A common benchmark for bullion-style eligibility and custodian acceptance is .995 fine, which means 99.5% pure gold. That number is directionally consistent with exchange delivery standards for gold futures (CME Group requires 995 fineness for gold futures delivery contracts). Higher purity — such as .9999 fine — is common and also acceptable, but higher purity alone does not override the custodian acceptance or documentation requirements.
Segregated storage means your specific bars are stored separately and identified under your account. Commingled storage means your metals may be stored with similar metals from other customers, while ownership is tracked by weight and type — you receive back equivalent (not the exact same) bars. Segregated storage typically costs more. For standard fungible bullion bars, commingled storage is commonly used. Ask your depository which model applies to your account and what the price difference is.

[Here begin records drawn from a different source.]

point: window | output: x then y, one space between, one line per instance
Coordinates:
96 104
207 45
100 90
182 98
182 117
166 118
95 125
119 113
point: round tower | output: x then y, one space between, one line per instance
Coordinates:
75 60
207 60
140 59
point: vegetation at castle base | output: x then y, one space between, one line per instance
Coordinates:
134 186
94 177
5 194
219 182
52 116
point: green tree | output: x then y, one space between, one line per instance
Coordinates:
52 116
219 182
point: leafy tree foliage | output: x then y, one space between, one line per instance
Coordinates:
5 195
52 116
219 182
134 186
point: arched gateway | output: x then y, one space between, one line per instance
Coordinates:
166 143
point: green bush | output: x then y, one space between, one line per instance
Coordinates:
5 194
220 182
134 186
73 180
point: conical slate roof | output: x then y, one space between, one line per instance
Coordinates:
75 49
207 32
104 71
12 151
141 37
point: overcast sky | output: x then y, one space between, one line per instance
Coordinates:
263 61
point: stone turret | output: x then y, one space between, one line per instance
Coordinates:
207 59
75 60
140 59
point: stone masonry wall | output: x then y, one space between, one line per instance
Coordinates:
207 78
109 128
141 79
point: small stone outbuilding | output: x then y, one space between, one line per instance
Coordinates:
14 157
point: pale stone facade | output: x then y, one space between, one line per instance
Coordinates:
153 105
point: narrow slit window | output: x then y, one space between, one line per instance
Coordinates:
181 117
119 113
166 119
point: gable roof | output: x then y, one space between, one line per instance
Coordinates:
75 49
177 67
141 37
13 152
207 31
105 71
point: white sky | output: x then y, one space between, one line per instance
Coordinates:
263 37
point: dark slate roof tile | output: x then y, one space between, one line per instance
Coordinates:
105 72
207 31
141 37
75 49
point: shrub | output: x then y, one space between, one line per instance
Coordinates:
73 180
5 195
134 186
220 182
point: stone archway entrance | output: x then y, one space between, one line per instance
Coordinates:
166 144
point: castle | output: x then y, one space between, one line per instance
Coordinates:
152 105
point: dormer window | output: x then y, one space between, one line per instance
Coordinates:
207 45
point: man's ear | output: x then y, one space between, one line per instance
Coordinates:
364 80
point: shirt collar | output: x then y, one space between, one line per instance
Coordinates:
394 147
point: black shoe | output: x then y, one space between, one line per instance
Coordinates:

Compare: the dealer premium over spot (request as a percentage on the quote date), the custodian annual/admin fee, the depository storage fee, any setup or account opening fees, wire or shipping fees, and the buyback/liquidation spread. A bar that looks cheap on premium can still be expensive overall if custody and storage fees are high. The Texas Bullion Depository and GoldStar Trust are examples of providers that publish dated fee schedules — use those kinds of documents for real comparisons.
Myth 1: 'The IRS approves specific bar brands.' Not in the way many ads imply — IRS guidance focuses on compliance framework, not a public product whitelist. Myth 2: 'Any .999 bar is automatically fine.' Not necessarily — custodian and depository acceptance still matter, along with documentation and storage rules. Myth 3: 'Higher purity is always better.' Not for IRA purposes — purity above the threshold is fine, but it does not override the custodian acceptance or documentation requirements. Myth 4: 'You can store it at home if it's in a sealed box.' Not true — IRS rules require physical possession by an eligible trustee.
Common weights include 1 oz, 10 oz, 100 g, and 1 kg. Size alone does not decide eligibility — the key is whether the exact product is accepted by the custodian and properly documented. Larger bars often have lower premiums per ounce than smaller bars. But a larger bar can be less flexible if you later want to sell only part of the holding. Smaller bars may be easier to liquidate in pieces, but the premium per ounce can be higher.